Havana Hopewell culture


The Havana Hopewell culture were a Hopewellian people who lived in the Illinois River and Mississippi River valleys in Iowa, Illinois, and Missouri from 200 BCE to 400 CE.

Hopewell Interaction Sphere

The Hopewell Exchange system began in the Ohio and Illinois River Valleys around 300 BCE. The culture is referred to more as a system of interaction among a variety of societies than as a single society or culture. The central Illinois River Valley was home to one particular complex, the Havana Hopewell culture. Havana Hopewell sites have been found in Illinois, northwest Indiana, southwest Michigan, southern Wisconsin, and Minnesota and northeast Iowa.

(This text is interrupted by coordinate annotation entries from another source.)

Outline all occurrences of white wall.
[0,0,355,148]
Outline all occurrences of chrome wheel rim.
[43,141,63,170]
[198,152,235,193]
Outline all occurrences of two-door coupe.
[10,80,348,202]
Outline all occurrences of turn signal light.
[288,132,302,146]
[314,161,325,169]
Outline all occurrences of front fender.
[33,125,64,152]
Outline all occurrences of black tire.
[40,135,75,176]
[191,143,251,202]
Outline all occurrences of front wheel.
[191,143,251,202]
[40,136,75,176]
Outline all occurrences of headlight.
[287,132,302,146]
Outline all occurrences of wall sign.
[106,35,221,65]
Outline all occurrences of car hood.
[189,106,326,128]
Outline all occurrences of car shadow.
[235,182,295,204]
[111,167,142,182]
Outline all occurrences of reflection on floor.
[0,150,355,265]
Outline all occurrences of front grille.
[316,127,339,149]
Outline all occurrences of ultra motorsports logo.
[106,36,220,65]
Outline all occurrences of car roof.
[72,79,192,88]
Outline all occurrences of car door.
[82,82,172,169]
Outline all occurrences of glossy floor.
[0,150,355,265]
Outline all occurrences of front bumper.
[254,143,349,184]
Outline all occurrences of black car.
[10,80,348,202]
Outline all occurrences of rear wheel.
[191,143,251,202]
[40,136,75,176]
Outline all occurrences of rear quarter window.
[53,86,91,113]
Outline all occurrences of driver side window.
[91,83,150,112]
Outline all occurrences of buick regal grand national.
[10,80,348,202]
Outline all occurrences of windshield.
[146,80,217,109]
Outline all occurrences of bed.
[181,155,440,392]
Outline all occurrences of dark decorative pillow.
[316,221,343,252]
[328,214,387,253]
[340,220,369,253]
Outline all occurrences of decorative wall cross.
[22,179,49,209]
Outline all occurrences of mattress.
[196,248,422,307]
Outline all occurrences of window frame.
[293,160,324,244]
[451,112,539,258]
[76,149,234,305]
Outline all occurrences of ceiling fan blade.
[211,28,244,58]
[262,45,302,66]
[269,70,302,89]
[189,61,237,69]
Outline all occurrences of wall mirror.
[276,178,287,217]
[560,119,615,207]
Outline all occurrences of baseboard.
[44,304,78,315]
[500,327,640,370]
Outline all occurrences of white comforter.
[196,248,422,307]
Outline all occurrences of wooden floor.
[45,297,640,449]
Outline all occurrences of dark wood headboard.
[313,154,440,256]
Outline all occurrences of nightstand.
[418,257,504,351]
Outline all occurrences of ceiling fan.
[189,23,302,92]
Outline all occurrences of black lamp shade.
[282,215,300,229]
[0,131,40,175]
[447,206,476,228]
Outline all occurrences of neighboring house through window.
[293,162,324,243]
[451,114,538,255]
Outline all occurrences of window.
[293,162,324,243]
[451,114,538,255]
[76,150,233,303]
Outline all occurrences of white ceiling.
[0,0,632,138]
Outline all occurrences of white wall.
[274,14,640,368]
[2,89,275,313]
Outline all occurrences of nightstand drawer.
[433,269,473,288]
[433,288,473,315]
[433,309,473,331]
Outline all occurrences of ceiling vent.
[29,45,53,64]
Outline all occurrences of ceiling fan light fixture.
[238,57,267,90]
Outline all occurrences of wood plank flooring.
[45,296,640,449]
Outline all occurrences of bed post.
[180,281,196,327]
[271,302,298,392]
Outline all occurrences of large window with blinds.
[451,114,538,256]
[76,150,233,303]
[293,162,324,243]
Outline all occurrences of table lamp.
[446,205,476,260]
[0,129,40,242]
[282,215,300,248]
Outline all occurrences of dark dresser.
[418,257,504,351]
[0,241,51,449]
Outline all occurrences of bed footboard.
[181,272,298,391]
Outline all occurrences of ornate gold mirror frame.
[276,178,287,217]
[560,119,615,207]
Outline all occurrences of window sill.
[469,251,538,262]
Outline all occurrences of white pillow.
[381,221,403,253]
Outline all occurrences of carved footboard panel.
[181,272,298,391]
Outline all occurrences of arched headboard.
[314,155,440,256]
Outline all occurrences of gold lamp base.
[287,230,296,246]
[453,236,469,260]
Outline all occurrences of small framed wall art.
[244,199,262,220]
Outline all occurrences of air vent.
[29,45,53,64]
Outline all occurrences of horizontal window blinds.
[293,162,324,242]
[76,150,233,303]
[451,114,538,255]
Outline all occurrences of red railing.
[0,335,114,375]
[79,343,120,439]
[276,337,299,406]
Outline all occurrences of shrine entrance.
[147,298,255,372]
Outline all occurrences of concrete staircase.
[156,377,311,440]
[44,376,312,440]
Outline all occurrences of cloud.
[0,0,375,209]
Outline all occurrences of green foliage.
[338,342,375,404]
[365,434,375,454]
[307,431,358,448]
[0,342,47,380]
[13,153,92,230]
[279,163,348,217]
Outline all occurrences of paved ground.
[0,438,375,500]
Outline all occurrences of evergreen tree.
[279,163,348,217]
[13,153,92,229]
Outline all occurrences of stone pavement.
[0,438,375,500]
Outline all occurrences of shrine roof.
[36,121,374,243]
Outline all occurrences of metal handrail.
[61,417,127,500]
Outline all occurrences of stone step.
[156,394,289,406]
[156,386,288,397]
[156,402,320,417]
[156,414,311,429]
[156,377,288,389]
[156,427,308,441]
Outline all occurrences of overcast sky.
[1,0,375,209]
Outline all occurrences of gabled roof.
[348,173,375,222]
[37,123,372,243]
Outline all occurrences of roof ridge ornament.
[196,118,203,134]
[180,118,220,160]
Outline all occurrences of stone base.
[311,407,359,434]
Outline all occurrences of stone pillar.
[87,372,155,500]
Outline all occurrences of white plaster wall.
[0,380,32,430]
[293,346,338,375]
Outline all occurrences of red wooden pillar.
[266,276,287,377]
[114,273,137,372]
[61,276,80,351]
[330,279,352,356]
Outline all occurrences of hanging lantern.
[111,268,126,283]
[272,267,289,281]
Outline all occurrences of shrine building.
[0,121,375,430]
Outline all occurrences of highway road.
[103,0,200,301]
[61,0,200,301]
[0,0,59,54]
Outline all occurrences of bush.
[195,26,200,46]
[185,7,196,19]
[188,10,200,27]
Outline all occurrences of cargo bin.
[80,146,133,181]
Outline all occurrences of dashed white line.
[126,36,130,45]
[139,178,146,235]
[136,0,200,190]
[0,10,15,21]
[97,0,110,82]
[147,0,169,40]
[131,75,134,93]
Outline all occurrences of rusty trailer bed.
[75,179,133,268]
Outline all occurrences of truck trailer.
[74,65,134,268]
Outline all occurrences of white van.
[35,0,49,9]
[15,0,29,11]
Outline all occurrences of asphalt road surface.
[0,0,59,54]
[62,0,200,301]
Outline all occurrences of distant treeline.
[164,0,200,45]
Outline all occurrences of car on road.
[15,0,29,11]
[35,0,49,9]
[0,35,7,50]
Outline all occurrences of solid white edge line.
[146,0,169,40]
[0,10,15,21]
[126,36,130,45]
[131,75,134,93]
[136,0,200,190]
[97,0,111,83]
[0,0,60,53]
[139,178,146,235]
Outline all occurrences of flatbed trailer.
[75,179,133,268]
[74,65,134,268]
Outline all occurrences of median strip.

Hopewell trading networks were quite extensive, with obsidian from the Yellowstone area, copper from Lake Superior, and shells from the Gulf Coast.

Havana Hopewell sites

Toolesboro Mound Group

The Toolesboro Mound Group in Louisa County, Iowa included a large octagonal earthen enclosure that covered several acres; earthworks of this style are reminiscent of the monumental construction seen in Chillicothe and Newark, Ohio. It also has a group of seven burial mounds on a bluff overlooking the Iowa River near where it joins the Mississippi River. The conical mounds were constructed between 100 BCE and 200 CE. At one time, there may have been as many as twelve mounds. Mound 2, the largest remaining, measures 100 feet in diameter and 8 feet in height. This mound was possibly the largest Hopewell mound in Iowa.

Ogden-Fettie Site

The Ogden-Fettie Site is a Havana-Hopewell settlement site and mound complex near Lewistown, Illinois in Fulton County, Illinois. It consists of thirty-five mounds arranged in a crescent-shaped enclosure.